Les chercheurs du prestigieux institut de biologie Salk à San Diego se sont donc inspirés de ces « supervertébrés ». Ils ont commencé par isoler des molécules (appelées « facteurs Yamanaka ») supposées capables d’induire la même capacité de guérison chez l’Homme. « Des approches comme celle-ci pourraient être étendues au remplacement de l’ensemble de l’organe lui-même », explique dans un communiqué Juan Carlos Izpisua Belmonte, professeur au laboratoire d’expression génique de Salk et auteur correspondant de l’étude. « Elles pourraient conduire au développement de nouvelles thérapies contre les infections, le cancer, les maladies génétiques du foie ainsi que des maladies métaboliques comme la stéatohépatite non alcoolique (NASH) », estime-t-il.
Une arme à double tranchant
D’après les auteurs de la nouvelle étude, les quatre facteurs Yamanaka (Oct-3/4, Sox2, Klf4 et c-Myc) sont capables de reprogrammer les cellules au niveau moléculaire afin de ralentir leur processus de vieillissement et régénérer les tissus musculaires chez la souris.
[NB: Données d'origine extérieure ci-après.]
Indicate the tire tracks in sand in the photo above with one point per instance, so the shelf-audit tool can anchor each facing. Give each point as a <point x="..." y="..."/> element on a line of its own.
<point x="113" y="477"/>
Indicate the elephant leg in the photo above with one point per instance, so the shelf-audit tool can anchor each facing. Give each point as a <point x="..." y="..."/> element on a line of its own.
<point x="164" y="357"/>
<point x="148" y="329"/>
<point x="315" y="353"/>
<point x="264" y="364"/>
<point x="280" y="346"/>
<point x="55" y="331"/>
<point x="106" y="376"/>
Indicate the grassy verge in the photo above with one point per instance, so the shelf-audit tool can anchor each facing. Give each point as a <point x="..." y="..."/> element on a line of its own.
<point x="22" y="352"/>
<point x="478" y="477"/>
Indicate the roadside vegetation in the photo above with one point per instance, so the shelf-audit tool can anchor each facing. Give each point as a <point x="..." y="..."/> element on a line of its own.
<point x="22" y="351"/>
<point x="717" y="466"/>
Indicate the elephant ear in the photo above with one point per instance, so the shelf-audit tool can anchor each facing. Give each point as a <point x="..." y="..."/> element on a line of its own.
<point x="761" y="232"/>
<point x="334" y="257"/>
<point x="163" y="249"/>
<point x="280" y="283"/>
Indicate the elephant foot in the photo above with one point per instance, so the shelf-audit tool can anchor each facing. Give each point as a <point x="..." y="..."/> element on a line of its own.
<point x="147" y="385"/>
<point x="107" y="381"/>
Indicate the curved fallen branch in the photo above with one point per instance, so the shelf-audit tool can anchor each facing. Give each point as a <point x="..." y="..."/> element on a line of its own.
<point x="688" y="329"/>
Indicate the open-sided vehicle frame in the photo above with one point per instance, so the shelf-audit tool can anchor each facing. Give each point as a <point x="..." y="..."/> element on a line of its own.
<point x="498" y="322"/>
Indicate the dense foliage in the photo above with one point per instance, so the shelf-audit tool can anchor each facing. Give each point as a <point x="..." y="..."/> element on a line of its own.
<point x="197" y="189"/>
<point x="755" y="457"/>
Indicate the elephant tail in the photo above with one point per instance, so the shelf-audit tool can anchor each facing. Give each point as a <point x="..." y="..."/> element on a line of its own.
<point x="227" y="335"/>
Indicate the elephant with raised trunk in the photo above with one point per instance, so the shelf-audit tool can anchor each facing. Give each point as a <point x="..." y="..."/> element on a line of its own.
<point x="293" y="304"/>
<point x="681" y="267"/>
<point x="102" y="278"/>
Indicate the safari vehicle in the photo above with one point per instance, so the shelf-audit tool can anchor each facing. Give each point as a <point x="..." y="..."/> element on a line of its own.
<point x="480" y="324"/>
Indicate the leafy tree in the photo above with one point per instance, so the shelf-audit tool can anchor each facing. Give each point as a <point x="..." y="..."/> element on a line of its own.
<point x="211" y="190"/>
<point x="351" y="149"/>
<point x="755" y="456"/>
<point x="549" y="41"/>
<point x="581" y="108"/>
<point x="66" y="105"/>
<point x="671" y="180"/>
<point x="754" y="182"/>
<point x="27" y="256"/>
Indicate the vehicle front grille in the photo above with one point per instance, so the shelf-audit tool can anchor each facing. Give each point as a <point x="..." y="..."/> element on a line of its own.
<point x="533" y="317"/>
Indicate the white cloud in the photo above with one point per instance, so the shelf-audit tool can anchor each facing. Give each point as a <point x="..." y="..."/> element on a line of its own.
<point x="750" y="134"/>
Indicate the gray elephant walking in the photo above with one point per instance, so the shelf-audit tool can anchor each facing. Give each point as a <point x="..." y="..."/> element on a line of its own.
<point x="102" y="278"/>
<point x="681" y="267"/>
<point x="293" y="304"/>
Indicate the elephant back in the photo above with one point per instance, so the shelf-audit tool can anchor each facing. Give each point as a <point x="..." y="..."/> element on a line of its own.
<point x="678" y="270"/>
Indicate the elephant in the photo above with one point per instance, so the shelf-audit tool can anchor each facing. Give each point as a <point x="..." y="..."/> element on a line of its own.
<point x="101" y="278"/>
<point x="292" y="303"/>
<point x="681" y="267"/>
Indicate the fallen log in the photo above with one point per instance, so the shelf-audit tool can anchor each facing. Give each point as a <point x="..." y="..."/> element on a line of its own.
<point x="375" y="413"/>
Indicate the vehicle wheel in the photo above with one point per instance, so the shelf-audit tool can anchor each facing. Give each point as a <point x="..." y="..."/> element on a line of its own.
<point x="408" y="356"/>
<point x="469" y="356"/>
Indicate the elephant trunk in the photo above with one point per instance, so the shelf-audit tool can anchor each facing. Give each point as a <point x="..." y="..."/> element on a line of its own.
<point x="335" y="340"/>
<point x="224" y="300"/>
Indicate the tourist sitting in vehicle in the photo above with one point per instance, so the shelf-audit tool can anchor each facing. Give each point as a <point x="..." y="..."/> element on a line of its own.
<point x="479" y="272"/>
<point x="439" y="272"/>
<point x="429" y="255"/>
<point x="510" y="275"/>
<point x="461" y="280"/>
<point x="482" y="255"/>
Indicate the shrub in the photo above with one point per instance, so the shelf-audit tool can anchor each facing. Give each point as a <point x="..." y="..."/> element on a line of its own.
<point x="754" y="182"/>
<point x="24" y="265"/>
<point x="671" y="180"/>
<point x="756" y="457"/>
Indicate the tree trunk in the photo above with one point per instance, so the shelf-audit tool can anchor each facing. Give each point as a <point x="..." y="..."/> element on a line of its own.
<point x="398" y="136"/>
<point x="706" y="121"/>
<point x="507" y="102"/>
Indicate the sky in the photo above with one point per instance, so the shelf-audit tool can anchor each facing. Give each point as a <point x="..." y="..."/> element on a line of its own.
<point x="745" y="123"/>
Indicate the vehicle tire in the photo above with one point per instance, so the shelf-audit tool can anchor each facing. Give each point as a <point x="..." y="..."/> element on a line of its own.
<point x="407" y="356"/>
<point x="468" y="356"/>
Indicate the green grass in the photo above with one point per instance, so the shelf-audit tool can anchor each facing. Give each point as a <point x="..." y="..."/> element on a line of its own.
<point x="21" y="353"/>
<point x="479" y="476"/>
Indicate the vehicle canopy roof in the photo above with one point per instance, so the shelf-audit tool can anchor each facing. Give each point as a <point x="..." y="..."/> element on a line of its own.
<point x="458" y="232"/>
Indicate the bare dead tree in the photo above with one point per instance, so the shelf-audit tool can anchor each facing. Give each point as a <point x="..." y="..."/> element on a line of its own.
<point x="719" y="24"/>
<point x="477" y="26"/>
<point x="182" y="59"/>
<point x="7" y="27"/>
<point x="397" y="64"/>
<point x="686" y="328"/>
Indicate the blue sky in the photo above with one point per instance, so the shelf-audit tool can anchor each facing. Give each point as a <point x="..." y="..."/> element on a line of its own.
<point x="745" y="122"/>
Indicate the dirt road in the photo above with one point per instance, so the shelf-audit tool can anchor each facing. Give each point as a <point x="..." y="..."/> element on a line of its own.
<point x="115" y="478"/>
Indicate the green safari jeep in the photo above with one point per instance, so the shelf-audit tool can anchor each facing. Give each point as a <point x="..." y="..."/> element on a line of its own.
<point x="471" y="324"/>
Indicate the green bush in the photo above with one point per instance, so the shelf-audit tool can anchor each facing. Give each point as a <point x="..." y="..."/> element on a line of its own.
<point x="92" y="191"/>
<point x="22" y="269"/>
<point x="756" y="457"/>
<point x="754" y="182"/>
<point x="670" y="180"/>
Ils ont ensuite appliqué ces facteurs pour tenter d’augmenter la taille du foie (grâce à la prolifération cellulaire), améliorer ses fonctions et prolonger la durée de vie des souris (atteintes d’une maladie hépatique induite). Les facteurs moléculaires fonctionnent donc en reconvertissant partiellement des cellules matures en cellules plus jeunes, qui se différencient et prolifèrent à nouveau en cellules plus saines.
Toutefois, l’utilisation de ces facteurs comporte un risque que les chercheurs ne contrôlent pas encore complètement. L’expression des facteurs doit notamment être contrôlée, car certains d’entre eux peuvent induire la même prolifération cellulaire excessive que dans les tumeurs. Pour ne pas courir ce risque, l’équipe du Salk a appliqué un protocole d’administration des fameux facteurs moléculaires à court terme.
Ainsi, les souris n’ont reçu le traitement que pendant une seule journée et l’équipe a surveillé l’activité des cellules hépatiques partiellement reprogrammées en prélevant périodiquement des échantillons de tissu. En suivant de près la façon dont les cellules se divisent sur plusieurs générations, les résultats ont montré que les souris n’ont pas développé de tumeur, même après neuf mois (environ un tiers de leur durée de vie moyenne).
Par ailleurs, le groupe de recherche a également découvert qu’une protéine appelée TOP2A, impliquée dans la reprogrammation des cellules hépatiques, est très active un jour après l’administration du traitement à base de facteurs Yamanaka. Le gène code notamment pour la synthèse de la topoisomérase 2a, l’enzyme responsable des clivages et des recombinaisons de l’ADN. Pour confirmer ce mécanisme, les scientifiques ont bloqué le gène Top2a, ce qui a conduit à une baisse du taux de topoisomérase 2a. Chez les souris avec le gène TOP2A désactivé, il y a eu 40 fois moins de reprogrammations cellulaires pour convertir les cellules adultes en cellules plus jeunes.
Ces découvertes constituent des pistes prometteuses pour de potentielles thérapies efficaces pour les maladies du foie, mais « il reste encore beaucoup de travail à faire avant de pouvoir comprendre pleinement la base moléculaire sous-jacente aux approches de programmation du rajeunissement cellulaire », conclut Izpisua Belmonte.